162 : قَالَ الْقَمُوْلِيْ: لَمْ أَرَ لأَحَدٍ مِنْ أَصْحَابِنَا كَلاَمًا فِي التَّهْنِئَةِ بِالْعِيْدِ وَاْلأَعْوَامِ وَاْلأَشْهُرِ كَمَا يَفْعَلُهُ النَّاسُ، لَكِنْ نَقَلَ الْحَافِظُ الْمُنْذِرِيُّ عَنِ الْحَافِظِ الْمُقَدَّسِيِّ أَنَّهُ أَجَابَ عَنْ ذَلِكَ بِأَنَّ النَّاسَ لَمْ يَزَالُوْا مُخْتَلِفِيْنَ فِيْهِ وَالَّذِيْ أَرَاهُ أَنَّهُ مُبَاحٌ لاَ سُنَّةٌ فِيْهِ وَلاَ بِدْعَةٌ وَأَجَابَ الشِّهَابُ ابْنُ حَجَرٍ بَعْدَ اطِّلاَعِهِ عَلَى ذَلِكَ بِأَنَّهَا مَشْرُوْعَةٌ وَاحْتَجَّ لَهُ بِأَنَّ الْبَيْهَقِيَّ عَقَّدَ لِذَلِكَ بَابًا فَقَالَ: بَابُ مَا رُوِيَ فِيْ قَوْلِ النَّاسِ بَعْضِهِمْ لِبَعْضٍ فِي الْعِيْدِ تَقَبَّلَ اللهُ مِنَّا وَمِنْكَ، وَسَاقَ مَا ذُكِرَ مِنْ أَخْبَارٍ وَآثَارٍ ضَعِيْفَةٍ لَكِنْ مَجْمُوْعُهَا يُحْتَجُّ بِهِ فِيْ مِثْلِ ذَلِكَ ثُمَّ قَالَ وَيُحْتَجُّ لِعُمُوْمِ التَّهْنِئَةِ بِمَا يَحْدُثُ مِنْ نِعْمَةٍ أَوْ يَنْدَفِعُ مِنْ نِقْمَةٍ بِمَشْرُوْعِيَّةِ سُجُوْدِ الشُّكْرِ وَالتَّعْزِيَةِ وَبِمَا فِي الصَّحِيْحَيْنِ عَنْ كَعْبِ بْنِ مَالِكٍ فِيْ قِصَّةِ تَوْبَتِهِ لَمَّا تَخَلَّفَ عَنْ غَزْوَةِ تَبُوْكَ أَنَّهُ لَمَّا بُشِّرُ بِقَبُوْلِ تَوْبَتِهِ وَمَضَى إِلَى النَّبِيِّ صَلَّى اللهُ عَلَيْهِ وَسَلَّمَ فَقَامَ إِلَيْهِ طَلْحَةُ بْنُ عُبَيْدِ اللهِ فَهَنَّأَهُ.
Artinya :
“Imam Qommuli berkata : kami belum mengetahui pembicaraan dari salah seorang ulama kita tentang ucapan selamat hari raya, selamat ulang tahun tertentu atau bulan tertentu, sebagaimana yang dilakukan oleh banyak orang, akan tetapi al-hafidz al-Mundziri memberi jawaban tentang masalah tersebut:
memang selama ini para ulama berselisih pendapat, menurut pendapat kami, tahni’ah itu mubah, tidak sunnah dan tidak bid’ah, Imam Ibnu Hajar setelah mentelaah masalah itu mengatakan bahwa tahni’ah itu disyari’atkan,
dalilnya yaitu bahwa Imam Baihaqi membuat satu bab tersendiri untuk hal itu dan dia berkata : “Maa ruwiya fii qaulin nas” dan seterusnya, kemudian meriwayatkan beberapa hadits dan atsar yang dla’if-dla’if.
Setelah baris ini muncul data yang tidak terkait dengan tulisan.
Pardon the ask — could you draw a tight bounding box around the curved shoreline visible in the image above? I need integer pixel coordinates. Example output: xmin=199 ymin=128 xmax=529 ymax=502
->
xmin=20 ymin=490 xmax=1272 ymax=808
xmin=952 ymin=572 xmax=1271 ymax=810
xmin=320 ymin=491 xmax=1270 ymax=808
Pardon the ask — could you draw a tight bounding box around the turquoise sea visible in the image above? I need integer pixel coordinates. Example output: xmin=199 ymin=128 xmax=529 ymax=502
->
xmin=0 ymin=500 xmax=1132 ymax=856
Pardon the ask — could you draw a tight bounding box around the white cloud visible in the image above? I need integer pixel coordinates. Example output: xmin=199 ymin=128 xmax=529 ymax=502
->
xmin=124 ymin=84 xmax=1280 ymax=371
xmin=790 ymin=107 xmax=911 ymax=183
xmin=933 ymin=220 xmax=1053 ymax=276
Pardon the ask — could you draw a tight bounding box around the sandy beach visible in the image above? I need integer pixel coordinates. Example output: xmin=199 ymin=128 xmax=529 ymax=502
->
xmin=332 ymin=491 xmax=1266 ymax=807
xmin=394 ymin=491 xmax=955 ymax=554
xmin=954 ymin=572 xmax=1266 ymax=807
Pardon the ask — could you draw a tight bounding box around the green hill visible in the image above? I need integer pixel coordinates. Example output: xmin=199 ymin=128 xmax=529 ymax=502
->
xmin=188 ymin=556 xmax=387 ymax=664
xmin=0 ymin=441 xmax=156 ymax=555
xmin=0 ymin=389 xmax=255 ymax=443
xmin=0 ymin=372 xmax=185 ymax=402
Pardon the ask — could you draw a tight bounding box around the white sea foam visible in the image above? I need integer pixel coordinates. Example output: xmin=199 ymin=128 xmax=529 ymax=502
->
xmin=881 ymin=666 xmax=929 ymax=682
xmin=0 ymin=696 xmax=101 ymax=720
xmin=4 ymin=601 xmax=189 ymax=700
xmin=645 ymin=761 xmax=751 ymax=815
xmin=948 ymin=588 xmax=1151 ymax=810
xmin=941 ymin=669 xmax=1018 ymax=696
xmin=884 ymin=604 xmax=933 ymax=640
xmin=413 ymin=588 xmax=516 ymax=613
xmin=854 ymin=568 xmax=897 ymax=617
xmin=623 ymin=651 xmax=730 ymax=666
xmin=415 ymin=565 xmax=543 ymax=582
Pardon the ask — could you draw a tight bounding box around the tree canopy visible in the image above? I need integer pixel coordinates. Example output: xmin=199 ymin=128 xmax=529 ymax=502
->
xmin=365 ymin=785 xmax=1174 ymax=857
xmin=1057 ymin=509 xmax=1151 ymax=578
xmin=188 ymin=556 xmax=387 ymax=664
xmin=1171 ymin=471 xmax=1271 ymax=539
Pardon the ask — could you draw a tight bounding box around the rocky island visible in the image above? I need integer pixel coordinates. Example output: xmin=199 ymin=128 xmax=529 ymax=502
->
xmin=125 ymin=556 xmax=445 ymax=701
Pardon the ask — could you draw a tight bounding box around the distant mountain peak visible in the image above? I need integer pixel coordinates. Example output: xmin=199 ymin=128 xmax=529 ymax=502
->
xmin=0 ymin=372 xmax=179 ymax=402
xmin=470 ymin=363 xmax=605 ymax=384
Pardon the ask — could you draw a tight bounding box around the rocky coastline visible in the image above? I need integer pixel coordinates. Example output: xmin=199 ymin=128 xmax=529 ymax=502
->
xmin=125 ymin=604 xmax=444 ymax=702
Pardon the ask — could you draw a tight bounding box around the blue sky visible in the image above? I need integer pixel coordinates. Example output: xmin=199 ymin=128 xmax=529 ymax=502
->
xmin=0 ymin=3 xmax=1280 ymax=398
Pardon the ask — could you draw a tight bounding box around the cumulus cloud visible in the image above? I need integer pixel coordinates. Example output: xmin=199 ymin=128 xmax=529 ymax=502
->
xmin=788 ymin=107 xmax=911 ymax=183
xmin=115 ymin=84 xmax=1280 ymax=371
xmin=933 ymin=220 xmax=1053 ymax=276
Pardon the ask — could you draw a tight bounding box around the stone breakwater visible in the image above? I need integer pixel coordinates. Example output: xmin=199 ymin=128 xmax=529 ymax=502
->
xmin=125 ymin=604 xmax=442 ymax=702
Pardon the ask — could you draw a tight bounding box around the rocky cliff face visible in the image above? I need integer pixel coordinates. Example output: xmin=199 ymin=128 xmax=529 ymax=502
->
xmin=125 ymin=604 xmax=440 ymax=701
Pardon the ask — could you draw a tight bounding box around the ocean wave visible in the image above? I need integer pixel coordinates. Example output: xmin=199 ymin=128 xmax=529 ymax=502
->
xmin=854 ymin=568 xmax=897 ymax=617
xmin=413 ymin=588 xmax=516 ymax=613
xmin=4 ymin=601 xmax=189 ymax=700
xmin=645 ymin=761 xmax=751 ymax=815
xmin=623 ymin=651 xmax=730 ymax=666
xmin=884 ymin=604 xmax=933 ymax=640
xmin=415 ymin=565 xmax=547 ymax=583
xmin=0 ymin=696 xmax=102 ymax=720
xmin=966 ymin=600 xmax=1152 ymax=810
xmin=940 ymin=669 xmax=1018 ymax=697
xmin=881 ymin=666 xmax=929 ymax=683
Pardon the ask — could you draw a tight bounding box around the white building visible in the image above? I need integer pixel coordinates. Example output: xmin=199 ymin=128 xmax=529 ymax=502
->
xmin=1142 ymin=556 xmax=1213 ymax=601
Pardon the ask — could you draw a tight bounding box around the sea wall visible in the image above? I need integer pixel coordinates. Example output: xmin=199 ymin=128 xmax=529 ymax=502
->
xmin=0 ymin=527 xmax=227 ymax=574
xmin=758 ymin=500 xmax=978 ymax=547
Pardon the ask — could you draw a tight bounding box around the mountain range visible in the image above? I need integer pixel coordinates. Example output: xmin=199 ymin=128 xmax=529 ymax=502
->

Namun secara kolektif riwayat tersebut bisa digunakan dalil tentang tahni’ah.
Secara umum, dalil dalil tahni’ah bisa diambil dari adanya anjuran sujud syukur dan ucapan yang isinya menghibur sehubungan dengan kedatangan suatu mikmat atau terhindar dari suatu mala petaka, dan juga dari hadits riwayat Imam Bukhari dan Imam Muslim bahwa sahabat Ka’ab bin Malik sewaktu ketinggalan/tidak mengikuti perang Tabuk dia bertaubat, ketika menerima kabar gembira bahwa taubatnya diterima, dia menghadap kepada Nabi SAW.
maka sahabat Thalhah bin Ubaidillah berdiri untuk menyampaikan ucapan selamat kepadanya”.